The tradition of envisioning the life of Primitives in terms of diabolical rites and superstitions did not die with Voltaire or the early missionaries, nor has it been significantly eroded, at the level of “received wisdom”, by the ethnographic record that has been amassed over the intervening centuries. On the contrary, one finds its legacy alive and well, permeating every corner of our late twentieth-century common sense, and promoting images of fear and darkness, often with side journeys into unharnessed eroticism and cannibalistic feasts. [7]
Why do I mention all this? Well, because I really do wonder if Professor Price is correct to say that this “legacy” is “alive and well” in the “late twentieth-century”. Yes, I agree that when Europeans first came into contact with people from other cultures there were misunderstandings. Take this example from the explorer Mungo Park, written during his 1795 expedition to West Africa:
On the 7th (December) I departed from Konjour, and slept at a village called Malla (or Mallaing); and on the 8th, about noon, I arrived at Kolor, a considerable town, near the entrance into which I observed, hanging upon a tree, a sort of masquerade habit, made of the bark of trees, which I was told on enquiry belonged to Mumbo Jumbo. This is a strange bugbear, common to all the Mandingo towns, and much employed by the pagan natives in keeping their women in subjection; for as the kafirs are not restricted in the number of their wives, every one marries as many as he can conveniently maintain; and as it frequently happens that the ladies disagree among themselves, family quarrels sometimes rise to such a height that the authority of the husband can no longer preserve peace in his household. In such cases, the interposition of Mumbo Jumbo is called in, and is always decisive. [8]

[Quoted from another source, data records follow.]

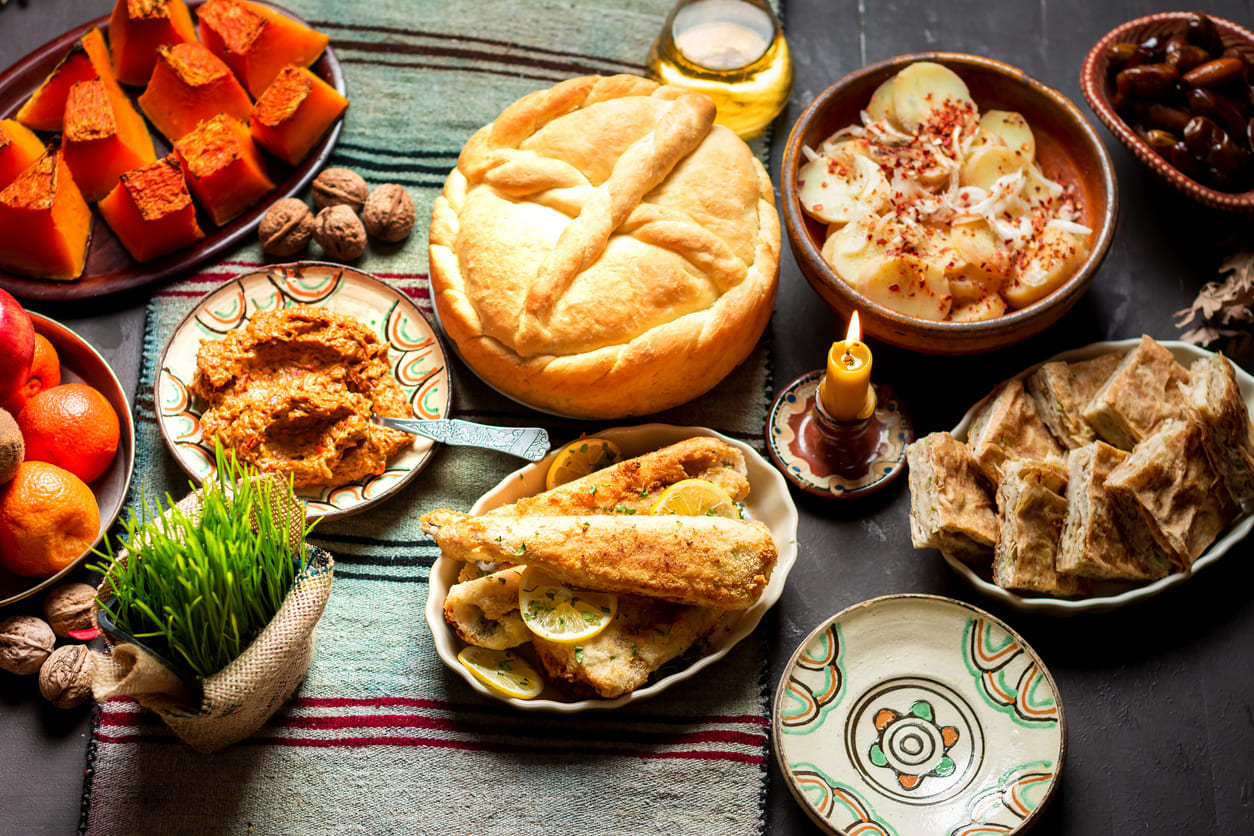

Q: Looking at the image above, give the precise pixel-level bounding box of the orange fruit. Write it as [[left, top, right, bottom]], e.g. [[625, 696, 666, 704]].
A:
[[18, 384, 122, 481], [0, 461, 100, 578]]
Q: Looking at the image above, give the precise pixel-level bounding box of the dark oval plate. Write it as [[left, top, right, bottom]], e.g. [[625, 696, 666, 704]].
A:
[[0, 3, 346, 302]]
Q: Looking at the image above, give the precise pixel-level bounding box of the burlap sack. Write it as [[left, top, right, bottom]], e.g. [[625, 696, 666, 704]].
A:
[[92, 479, 335, 752]]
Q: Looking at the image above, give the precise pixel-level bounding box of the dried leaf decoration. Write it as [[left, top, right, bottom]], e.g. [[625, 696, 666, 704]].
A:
[[1174, 252, 1254, 365]]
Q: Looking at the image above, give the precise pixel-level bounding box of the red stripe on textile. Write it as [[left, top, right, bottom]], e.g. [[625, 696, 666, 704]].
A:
[[98, 734, 766, 766]]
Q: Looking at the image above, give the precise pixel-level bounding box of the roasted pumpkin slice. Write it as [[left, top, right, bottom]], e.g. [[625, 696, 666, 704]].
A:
[[98, 154, 204, 262], [138, 44, 252, 142], [248, 65, 349, 165], [196, 0, 331, 98], [0, 148, 92, 281], [18, 28, 118, 130], [109, 0, 197, 85], [0, 119, 44, 189], [174, 113, 275, 227], [61, 79, 157, 203]]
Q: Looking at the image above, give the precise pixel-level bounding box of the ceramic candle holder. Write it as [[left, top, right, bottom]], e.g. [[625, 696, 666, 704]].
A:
[[766, 370, 914, 499]]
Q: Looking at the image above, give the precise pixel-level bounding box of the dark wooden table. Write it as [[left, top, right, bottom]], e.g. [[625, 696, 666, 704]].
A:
[[0, 0, 1254, 836]]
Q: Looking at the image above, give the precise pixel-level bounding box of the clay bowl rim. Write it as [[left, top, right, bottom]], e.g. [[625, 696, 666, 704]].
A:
[[780, 53, 1119, 355], [1080, 11, 1254, 212]]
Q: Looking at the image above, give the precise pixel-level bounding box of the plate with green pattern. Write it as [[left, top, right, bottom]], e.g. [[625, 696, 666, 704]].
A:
[[771, 595, 1066, 836]]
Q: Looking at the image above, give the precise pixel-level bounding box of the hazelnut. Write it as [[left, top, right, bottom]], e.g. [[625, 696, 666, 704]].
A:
[[257, 197, 314, 256], [44, 584, 95, 639], [314, 204, 366, 261], [361, 183, 414, 243], [39, 644, 95, 708], [0, 615, 56, 676], [314, 168, 370, 212]]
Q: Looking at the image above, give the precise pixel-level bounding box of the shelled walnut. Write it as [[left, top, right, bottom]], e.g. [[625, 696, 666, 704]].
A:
[[312, 168, 370, 212], [257, 197, 314, 256], [39, 644, 95, 708], [0, 615, 56, 676], [44, 584, 95, 639], [314, 204, 366, 261], [361, 183, 414, 243]]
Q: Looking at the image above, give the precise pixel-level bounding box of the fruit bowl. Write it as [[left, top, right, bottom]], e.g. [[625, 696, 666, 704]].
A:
[[1080, 11, 1254, 212], [0, 311, 135, 607], [780, 53, 1119, 355]]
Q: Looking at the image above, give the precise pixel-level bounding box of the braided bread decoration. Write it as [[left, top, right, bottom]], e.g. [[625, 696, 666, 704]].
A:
[[430, 75, 780, 417]]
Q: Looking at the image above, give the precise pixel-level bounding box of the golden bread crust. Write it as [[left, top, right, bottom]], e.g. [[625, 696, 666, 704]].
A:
[[430, 75, 780, 419]]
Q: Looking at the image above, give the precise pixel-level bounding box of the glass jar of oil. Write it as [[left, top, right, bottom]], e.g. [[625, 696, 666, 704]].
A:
[[647, 0, 793, 139]]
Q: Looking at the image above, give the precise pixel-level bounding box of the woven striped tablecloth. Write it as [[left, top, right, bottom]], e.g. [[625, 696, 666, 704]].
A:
[[80, 0, 771, 836]]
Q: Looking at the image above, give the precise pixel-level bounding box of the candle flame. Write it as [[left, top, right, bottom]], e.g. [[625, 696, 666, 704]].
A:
[[845, 311, 861, 342]]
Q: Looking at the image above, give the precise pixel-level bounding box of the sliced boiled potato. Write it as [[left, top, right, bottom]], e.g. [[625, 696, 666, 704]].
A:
[[958, 145, 1026, 191], [796, 142, 889, 223], [1002, 227, 1088, 308], [893, 61, 976, 132], [823, 216, 888, 285], [949, 293, 1006, 322], [854, 254, 953, 322], [867, 76, 898, 127], [979, 110, 1036, 167]]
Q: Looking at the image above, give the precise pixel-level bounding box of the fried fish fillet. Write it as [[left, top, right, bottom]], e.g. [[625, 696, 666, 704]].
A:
[[421, 509, 779, 609], [532, 595, 724, 699], [444, 567, 532, 651], [488, 436, 749, 516]]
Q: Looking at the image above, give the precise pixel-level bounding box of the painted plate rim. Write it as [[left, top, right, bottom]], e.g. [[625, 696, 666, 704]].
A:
[[942, 338, 1254, 615], [426, 424, 798, 713], [152, 261, 453, 520], [771, 593, 1067, 836]]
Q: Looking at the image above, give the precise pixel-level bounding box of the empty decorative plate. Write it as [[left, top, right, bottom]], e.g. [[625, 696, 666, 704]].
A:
[[155, 262, 451, 519], [772, 595, 1066, 836]]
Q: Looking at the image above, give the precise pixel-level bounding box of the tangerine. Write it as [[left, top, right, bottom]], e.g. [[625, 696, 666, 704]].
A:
[[0, 461, 100, 578], [18, 384, 122, 481]]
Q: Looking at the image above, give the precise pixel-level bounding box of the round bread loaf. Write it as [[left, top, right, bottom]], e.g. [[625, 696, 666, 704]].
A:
[[430, 75, 780, 419]]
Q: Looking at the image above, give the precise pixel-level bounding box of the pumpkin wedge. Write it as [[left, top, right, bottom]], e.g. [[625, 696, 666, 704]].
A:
[[61, 79, 157, 203], [0, 148, 92, 281], [174, 113, 275, 227], [97, 154, 204, 262], [196, 0, 331, 98], [137, 44, 252, 142], [248, 64, 349, 165], [18, 28, 118, 130], [109, 0, 197, 85], [0, 119, 44, 189]]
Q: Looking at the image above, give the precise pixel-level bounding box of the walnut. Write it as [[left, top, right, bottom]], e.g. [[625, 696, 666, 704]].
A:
[[0, 615, 56, 674], [314, 168, 370, 212], [44, 584, 95, 639], [39, 644, 95, 708], [314, 204, 366, 261], [257, 197, 314, 256], [361, 183, 414, 243]]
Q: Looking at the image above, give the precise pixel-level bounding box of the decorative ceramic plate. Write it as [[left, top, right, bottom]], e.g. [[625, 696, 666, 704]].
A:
[[0, 311, 135, 607], [426, 424, 798, 712], [771, 595, 1067, 836], [0, 3, 346, 301], [766, 368, 914, 499], [155, 262, 453, 519], [946, 340, 1254, 615]]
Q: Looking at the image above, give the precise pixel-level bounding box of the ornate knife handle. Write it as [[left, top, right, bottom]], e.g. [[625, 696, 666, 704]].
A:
[[375, 415, 549, 461]]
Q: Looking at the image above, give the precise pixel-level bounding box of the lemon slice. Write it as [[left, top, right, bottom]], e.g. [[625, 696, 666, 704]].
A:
[[518, 567, 618, 644], [544, 439, 623, 490], [458, 644, 544, 699], [648, 479, 740, 520]]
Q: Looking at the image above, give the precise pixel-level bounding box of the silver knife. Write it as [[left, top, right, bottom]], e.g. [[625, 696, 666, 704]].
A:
[[374, 415, 549, 461]]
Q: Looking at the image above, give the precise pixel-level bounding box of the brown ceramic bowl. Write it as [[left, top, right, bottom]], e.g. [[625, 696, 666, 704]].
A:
[[1080, 11, 1254, 212], [780, 53, 1119, 355]]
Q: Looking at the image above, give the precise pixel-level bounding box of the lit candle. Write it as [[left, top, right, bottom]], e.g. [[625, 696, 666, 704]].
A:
[[819, 311, 875, 424]]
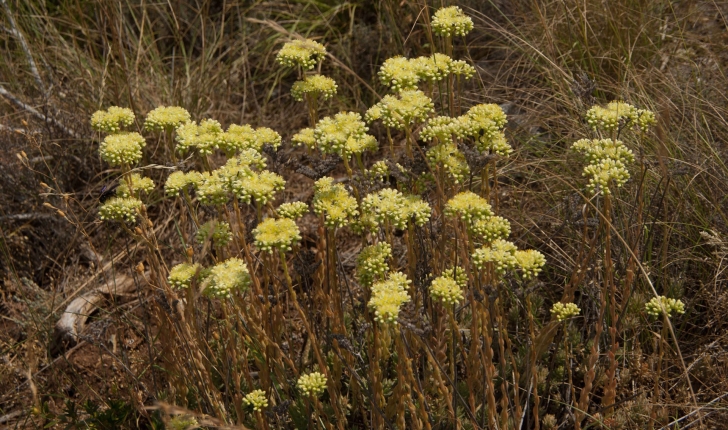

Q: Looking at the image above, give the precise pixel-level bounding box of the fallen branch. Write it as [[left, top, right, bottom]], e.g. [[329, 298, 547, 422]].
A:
[[0, 86, 81, 139]]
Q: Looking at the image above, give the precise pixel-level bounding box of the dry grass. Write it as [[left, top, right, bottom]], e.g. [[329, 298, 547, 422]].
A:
[[0, 0, 728, 428]]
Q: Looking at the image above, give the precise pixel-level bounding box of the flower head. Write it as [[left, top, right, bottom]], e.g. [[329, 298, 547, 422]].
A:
[[445, 191, 493, 225], [144, 106, 190, 131], [645, 296, 685, 317], [314, 112, 377, 158], [291, 75, 337, 102], [99, 132, 147, 166], [379, 56, 420, 92], [175, 119, 223, 155], [167, 263, 200, 288], [296, 372, 326, 397], [195, 221, 233, 247], [378, 90, 435, 130], [276, 39, 326, 70], [232, 170, 286, 206], [116, 173, 154, 197], [362, 188, 431, 230], [291, 128, 316, 149], [99, 197, 142, 222], [91, 106, 134, 133], [472, 239, 518, 274], [369, 272, 412, 324], [253, 218, 301, 253], [586, 101, 637, 131], [515, 249, 546, 279], [551, 302, 581, 321], [356, 242, 392, 286], [430, 276, 464, 305], [432, 6, 473, 37], [427, 143, 470, 184], [276, 202, 308, 220], [469, 215, 511, 243], [205, 258, 250, 297], [193, 170, 230, 206], [243, 390, 268, 412], [313, 177, 359, 228]]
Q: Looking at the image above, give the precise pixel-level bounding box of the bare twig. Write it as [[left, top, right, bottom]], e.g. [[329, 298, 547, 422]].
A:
[[0, 84, 80, 139], [0, 0, 46, 96]]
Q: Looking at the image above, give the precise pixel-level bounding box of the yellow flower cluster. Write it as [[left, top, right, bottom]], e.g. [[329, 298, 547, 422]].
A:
[[468, 215, 511, 243], [276, 202, 308, 220], [99, 197, 142, 222], [515, 249, 546, 279], [253, 218, 301, 253], [430, 276, 464, 305], [314, 112, 377, 159], [205, 258, 250, 297], [586, 101, 655, 131], [164, 170, 202, 196], [91, 106, 134, 133], [427, 143, 470, 184], [313, 177, 359, 228], [356, 242, 392, 286], [216, 124, 282, 154], [144, 106, 191, 131], [572, 139, 634, 194], [116, 173, 154, 197], [368, 90, 435, 130], [432, 6, 473, 37], [167, 263, 200, 288], [193, 170, 230, 206], [551, 302, 581, 321], [195, 221, 233, 247], [276, 39, 326, 70], [472, 239, 518, 274], [445, 191, 493, 225], [369, 272, 412, 324], [291, 75, 337, 102], [99, 132, 147, 166], [175, 119, 222, 155], [296, 372, 326, 397], [232, 170, 286, 207], [645, 296, 685, 317], [291, 128, 316, 149], [243, 390, 268, 412], [362, 188, 431, 230]]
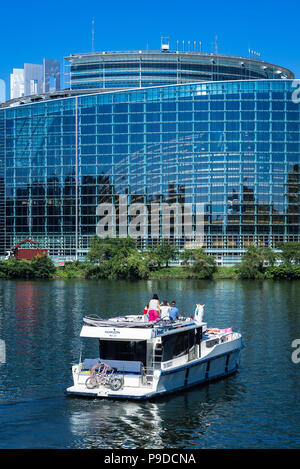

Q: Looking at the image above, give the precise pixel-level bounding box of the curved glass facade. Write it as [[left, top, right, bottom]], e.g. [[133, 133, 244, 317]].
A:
[[66, 51, 294, 90], [0, 80, 300, 256]]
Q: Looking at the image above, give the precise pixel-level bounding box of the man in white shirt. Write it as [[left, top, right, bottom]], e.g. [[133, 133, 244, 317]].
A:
[[160, 300, 170, 320]]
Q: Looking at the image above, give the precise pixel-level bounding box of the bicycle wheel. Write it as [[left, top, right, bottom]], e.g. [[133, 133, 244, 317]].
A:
[[109, 378, 123, 391], [85, 376, 98, 389]]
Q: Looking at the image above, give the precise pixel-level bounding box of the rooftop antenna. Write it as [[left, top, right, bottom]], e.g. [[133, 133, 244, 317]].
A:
[[92, 18, 95, 52]]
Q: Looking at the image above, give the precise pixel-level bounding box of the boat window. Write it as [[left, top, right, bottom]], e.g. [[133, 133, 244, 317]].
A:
[[99, 340, 147, 365], [206, 339, 219, 348], [162, 329, 196, 361]]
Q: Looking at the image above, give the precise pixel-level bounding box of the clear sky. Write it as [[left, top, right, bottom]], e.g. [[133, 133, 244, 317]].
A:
[[0, 0, 300, 97]]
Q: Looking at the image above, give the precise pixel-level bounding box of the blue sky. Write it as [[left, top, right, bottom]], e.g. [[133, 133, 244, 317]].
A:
[[0, 0, 300, 99]]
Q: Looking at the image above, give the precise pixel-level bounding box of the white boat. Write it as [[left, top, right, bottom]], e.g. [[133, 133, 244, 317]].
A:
[[66, 305, 243, 399]]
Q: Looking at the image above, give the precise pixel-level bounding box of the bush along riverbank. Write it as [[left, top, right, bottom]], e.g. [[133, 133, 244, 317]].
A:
[[0, 237, 300, 280]]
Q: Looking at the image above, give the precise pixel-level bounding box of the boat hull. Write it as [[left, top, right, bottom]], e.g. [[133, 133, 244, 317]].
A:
[[66, 344, 242, 400]]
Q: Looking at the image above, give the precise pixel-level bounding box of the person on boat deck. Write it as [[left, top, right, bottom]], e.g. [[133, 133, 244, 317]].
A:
[[169, 301, 181, 321], [144, 303, 149, 321], [148, 294, 160, 321], [160, 300, 170, 320]]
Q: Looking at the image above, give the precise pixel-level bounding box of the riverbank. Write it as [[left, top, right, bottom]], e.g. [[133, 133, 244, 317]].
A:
[[53, 263, 238, 280]]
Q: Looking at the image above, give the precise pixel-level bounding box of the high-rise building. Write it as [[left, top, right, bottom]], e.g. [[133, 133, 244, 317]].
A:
[[0, 49, 300, 265], [10, 59, 60, 99]]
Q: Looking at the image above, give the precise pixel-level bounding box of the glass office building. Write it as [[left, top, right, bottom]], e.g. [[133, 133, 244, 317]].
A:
[[0, 52, 300, 264]]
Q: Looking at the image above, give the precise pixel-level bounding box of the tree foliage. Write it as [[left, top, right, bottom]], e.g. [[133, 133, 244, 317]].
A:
[[87, 237, 149, 279], [278, 242, 300, 265], [181, 249, 217, 279], [236, 246, 277, 279]]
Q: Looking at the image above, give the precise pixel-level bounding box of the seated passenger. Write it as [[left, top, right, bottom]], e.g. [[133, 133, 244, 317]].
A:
[[148, 294, 160, 321], [160, 300, 170, 321], [169, 301, 181, 321]]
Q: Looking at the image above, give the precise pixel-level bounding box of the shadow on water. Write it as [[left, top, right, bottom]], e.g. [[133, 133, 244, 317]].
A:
[[0, 280, 300, 449], [64, 377, 245, 448]]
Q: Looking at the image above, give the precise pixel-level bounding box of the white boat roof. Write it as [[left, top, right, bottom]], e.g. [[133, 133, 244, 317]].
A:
[[80, 316, 206, 340]]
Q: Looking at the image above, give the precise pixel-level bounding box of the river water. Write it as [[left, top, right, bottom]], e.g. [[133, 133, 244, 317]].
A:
[[0, 280, 300, 449]]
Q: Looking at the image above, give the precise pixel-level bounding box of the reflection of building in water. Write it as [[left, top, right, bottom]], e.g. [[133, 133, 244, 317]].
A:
[[70, 374, 245, 449]]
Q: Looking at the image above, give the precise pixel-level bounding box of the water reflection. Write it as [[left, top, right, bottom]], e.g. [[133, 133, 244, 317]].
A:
[[0, 280, 300, 449], [70, 379, 245, 449]]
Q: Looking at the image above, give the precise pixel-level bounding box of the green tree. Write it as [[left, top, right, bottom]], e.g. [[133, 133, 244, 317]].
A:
[[147, 239, 179, 269], [86, 237, 149, 279], [31, 255, 56, 278], [278, 242, 300, 265], [236, 246, 277, 279], [181, 249, 217, 279]]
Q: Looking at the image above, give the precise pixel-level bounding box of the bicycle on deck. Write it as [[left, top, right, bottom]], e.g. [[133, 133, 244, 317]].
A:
[[85, 362, 123, 391]]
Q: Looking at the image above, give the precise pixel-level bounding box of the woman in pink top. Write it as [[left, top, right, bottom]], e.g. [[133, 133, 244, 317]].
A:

But this was written over 200 years ago, and I believe that most of us have moved on from such beliefs today. [9] But why did such misunderstandings come about in the first place? It was, I suppose, what some people call a “clash of cultures”. Take, for example, the Buddhist bodhisattva Manjushri who is frequently depicted carrying a flaming sword aloft. To some people in the west this might seem to suggest violence – a very un-Buddhistic attitude. In fact, Manjushri’s sword is there to cleave through ignorance, one of the fetters that stand between the human state and the Buddha state. Manjushri is there to help humanity, all of humanity, and the sword is a “weapon” only in the sense that it can be used wisely to rid us of our ignorance and delusions. And the same may be said of the “wrathful” Buddhist deities, those terrifying figures, such as Mahakala, Hayagriva and Yamantaka, which appear in the iconography of Tibetan Buddhism. Again, we may say that these figures are not there to scare and terrify, but rather are there to help the practitioner achieve Buddhahood. [10] Whenever difference cultures have come together in the past there have often been misunderstandings on the part of both cultures. For my part, I believe that the only way forward is for people to come together, while respecting cultural differences, rather than to deliberately stay apart. We can never achieve unity without understanding, and art is one of the ways that can help us to achieve such understanding.
My own interests lie mainly with African art, but, over the years, I have also been drawn to objects from other parts of the world. Some years ago the London based New Zealand dealer Ben Hunter showed my two objects that had been collected towards the end of the 19th century from the Naga People. The first is a small wooden mask that would have once been worn around the neck. It measures 9 cms in height, is black in colour, and has four coloured beads attached to holes in each ear-lobe. (The beads may have been added at a later date.) I presume that, originally, there would have been bone or glass eyes attached to the eye-sockets, though these are now missing.